AberdeenProfiles International is a proud sponsor of Aberdeen Research Group's latest report: Human Capital Management Trends 2012. Aberdeen has been on the forefront of identifying the practices that differentiate best-in-class organizations from their peers.

As companies are required to do more with less, talent decisions take on greater complexity. The mandate for greater efficiency with fewer resources draws attention to the power of assessments. The data derived from these tools can help to maximize performance and productivity while reducing the cost and risk associated with bad hires. Assessments can also drive workforce and succession planning.

Aberdeen researcher Mollie Lombardi revealed organizational fit was the top factor in quality of hire two years in a row. She also found best-in-class organizations believed team fit was more important than a candidate’s skills when evaluating overall organizational fit. This can lead to a broader use of assessments across the employee lifecycle.

Defining Best-in-Class
Aberdeen divided study participants into three categories — best-in-class, average and laggard — and used a maturity class framework with three main performance criteria to distinguish best-in-class companies from other organizations:

• Hiring manager satisfaction: How much satisfaction with new hires has improved in the last 12-month period indicates how well the recruiting and staffing function is doing while matching new employees’ skills, talents and behaviors to hiring managers’ needs.

• Bench strength: The number of key positions that have already identified at least one willing and capable successor shows how good organizations are at identifying and developing the next crop of talent, based on future needs.

• Employee performance: How many employees received an “exceeds expectations” rating on their last performance review demonstrates how well organizations are at aligning individuals’ efforts with organizational expectations.

Best-in-class organizations represent the top 20 percent of aggregate performance scorers and demonstrate their dominance with the following scores:

  • 81 percent of employees rated themselves as "highly engaged" in their most recent engagement survey.
  • 71 percent of key positions have a ready and willing successor identified.
  • 13 percent year-over-year improvement in hiring manager satisfaction.
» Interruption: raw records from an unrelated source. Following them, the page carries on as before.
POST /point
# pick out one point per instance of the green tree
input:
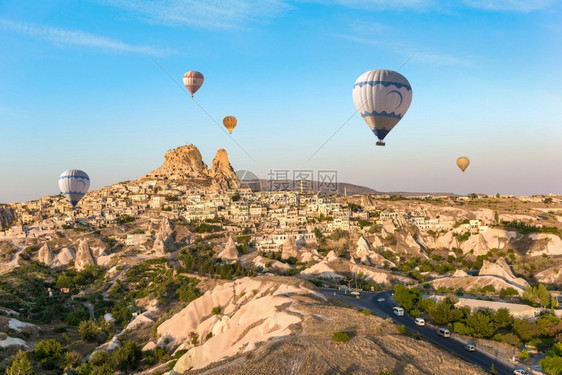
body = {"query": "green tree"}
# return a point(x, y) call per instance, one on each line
point(128, 356)
point(88, 330)
point(63, 281)
point(543, 295)
point(440, 312)
point(72, 359)
point(525, 330)
point(552, 363)
point(480, 322)
point(408, 298)
point(48, 352)
point(502, 319)
point(20, 365)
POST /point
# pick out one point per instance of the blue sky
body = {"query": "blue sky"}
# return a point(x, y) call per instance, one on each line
point(79, 89)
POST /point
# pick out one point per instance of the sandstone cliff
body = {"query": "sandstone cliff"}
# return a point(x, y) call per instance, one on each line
point(84, 256)
point(185, 163)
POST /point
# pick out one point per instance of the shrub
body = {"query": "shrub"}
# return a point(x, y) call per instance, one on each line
point(340, 336)
point(88, 330)
point(20, 365)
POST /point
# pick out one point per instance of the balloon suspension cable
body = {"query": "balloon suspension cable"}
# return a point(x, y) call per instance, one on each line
point(350, 117)
point(182, 88)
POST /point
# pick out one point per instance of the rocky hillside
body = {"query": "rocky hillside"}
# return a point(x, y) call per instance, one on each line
point(270, 323)
point(186, 163)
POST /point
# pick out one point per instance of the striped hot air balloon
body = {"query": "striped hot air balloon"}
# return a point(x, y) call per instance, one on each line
point(193, 81)
point(463, 162)
point(73, 184)
point(229, 123)
point(382, 97)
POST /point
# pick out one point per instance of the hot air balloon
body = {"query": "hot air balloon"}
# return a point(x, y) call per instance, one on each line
point(463, 162)
point(382, 97)
point(73, 184)
point(193, 81)
point(229, 123)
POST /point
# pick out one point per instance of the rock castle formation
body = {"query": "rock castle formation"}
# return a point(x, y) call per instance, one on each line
point(186, 163)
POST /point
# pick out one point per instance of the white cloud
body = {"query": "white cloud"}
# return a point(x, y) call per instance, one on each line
point(65, 37)
point(510, 5)
point(210, 14)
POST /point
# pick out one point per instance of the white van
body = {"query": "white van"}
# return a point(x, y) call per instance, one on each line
point(444, 332)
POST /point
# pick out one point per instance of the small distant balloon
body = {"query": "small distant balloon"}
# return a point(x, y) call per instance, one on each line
point(463, 162)
point(382, 97)
point(193, 81)
point(73, 184)
point(229, 123)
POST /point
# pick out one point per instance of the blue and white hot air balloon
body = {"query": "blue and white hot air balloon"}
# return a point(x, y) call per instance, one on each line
point(73, 184)
point(382, 97)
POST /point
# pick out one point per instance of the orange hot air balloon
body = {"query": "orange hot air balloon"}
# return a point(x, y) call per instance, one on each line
point(193, 81)
point(463, 162)
point(229, 123)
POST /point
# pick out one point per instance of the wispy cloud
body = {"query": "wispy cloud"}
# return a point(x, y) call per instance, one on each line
point(209, 14)
point(418, 55)
point(436, 5)
point(385, 4)
point(510, 5)
point(63, 37)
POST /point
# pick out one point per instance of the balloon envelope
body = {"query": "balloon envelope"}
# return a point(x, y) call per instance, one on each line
point(229, 123)
point(463, 162)
point(73, 184)
point(193, 81)
point(382, 97)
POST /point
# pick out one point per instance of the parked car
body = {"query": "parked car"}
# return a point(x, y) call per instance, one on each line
point(419, 322)
point(444, 332)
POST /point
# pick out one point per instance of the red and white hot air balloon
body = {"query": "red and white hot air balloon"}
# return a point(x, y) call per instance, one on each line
point(193, 81)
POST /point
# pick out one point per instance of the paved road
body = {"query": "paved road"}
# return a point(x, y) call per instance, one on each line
point(384, 309)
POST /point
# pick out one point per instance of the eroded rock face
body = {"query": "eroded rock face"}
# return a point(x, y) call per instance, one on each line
point(181, 162)
point(230, 251)
point(289, 248)
point(502, 270)
point(7, 217)
point(165, 237)
point(251, 311)
point(46, 255)
point(222, 172)
point(84, 256)
point(185, 163)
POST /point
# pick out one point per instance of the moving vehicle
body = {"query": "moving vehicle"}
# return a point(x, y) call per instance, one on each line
point(419, 322)
point(444, 332)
The Best-in-Class organizations display a number of common core characteristics:

  1. Deep understanding and commitment to align talent initiatives with the overall business objectives.
  2. Investment in world-class technology throughout most aspects of talent and workforce management.
  3. Demand for greater access to data and information to help streamline processes and create efficiency.
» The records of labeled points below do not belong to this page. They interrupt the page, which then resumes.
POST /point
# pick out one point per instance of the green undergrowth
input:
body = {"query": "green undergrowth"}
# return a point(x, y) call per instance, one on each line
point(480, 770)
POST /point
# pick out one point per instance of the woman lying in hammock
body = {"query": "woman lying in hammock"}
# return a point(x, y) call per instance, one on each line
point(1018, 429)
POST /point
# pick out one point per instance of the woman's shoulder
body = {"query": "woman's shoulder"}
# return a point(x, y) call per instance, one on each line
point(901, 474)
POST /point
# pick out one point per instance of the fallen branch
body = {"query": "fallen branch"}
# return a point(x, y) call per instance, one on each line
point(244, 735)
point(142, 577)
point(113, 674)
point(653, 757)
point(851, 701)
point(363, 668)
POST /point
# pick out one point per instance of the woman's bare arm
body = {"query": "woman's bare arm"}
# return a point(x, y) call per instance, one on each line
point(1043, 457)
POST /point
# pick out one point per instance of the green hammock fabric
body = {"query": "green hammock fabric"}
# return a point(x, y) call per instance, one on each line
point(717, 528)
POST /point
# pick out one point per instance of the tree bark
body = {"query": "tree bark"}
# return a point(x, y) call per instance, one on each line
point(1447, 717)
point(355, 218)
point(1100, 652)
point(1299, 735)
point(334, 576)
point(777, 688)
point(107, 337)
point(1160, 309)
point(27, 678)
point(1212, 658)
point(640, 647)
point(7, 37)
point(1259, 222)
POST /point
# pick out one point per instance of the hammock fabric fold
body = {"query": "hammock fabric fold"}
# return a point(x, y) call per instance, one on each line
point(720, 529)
Excellence in human capital management is derived from a combination of strategies, capabilities, and technologies. Learn more about this research and Aberdeen Group by downloading the full report.
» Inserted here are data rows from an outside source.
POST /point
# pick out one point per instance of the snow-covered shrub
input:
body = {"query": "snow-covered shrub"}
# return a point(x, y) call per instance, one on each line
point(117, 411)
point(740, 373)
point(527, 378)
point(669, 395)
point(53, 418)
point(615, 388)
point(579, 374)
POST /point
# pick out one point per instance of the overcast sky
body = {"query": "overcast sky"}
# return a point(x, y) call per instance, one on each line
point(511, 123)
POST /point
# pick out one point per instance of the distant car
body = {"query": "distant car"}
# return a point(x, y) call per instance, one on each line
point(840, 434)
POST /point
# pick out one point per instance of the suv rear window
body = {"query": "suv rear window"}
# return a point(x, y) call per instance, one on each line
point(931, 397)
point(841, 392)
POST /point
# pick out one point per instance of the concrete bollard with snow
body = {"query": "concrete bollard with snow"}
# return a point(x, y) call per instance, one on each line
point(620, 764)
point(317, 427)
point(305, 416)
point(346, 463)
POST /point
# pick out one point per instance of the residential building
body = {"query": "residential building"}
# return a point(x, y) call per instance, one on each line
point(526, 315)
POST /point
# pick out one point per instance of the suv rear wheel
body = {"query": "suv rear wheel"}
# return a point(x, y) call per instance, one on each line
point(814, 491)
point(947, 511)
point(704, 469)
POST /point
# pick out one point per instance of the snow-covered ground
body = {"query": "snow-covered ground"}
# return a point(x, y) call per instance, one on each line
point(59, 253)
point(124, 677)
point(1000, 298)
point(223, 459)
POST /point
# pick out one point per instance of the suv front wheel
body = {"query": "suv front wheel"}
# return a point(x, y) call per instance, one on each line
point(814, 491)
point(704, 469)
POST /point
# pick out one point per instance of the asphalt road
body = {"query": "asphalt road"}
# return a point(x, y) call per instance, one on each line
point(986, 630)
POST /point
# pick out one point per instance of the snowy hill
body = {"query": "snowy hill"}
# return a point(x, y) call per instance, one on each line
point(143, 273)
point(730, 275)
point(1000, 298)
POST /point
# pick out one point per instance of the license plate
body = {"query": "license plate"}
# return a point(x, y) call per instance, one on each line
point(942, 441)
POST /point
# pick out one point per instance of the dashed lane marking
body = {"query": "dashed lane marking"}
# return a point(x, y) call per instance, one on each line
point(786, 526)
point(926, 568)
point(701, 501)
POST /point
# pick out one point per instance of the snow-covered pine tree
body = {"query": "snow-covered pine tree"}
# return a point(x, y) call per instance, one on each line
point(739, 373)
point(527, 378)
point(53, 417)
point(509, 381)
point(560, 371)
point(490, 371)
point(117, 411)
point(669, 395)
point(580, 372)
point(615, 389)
  aberdeen-human-capital-management-trends-2012


Comments

The Aberdeen Report seems to suggest an affirmation of the principles related to getting the right people on the bus; creating an atmosphere where the employee identifies not only with the organizations' goals but integrates these with their own internalized goals and the removable or mitigation of constraints in the recruitment/skills assessment process on the front end. Clearly entry, evaluative and on-going assessments are a positive investment when developing human resource capital.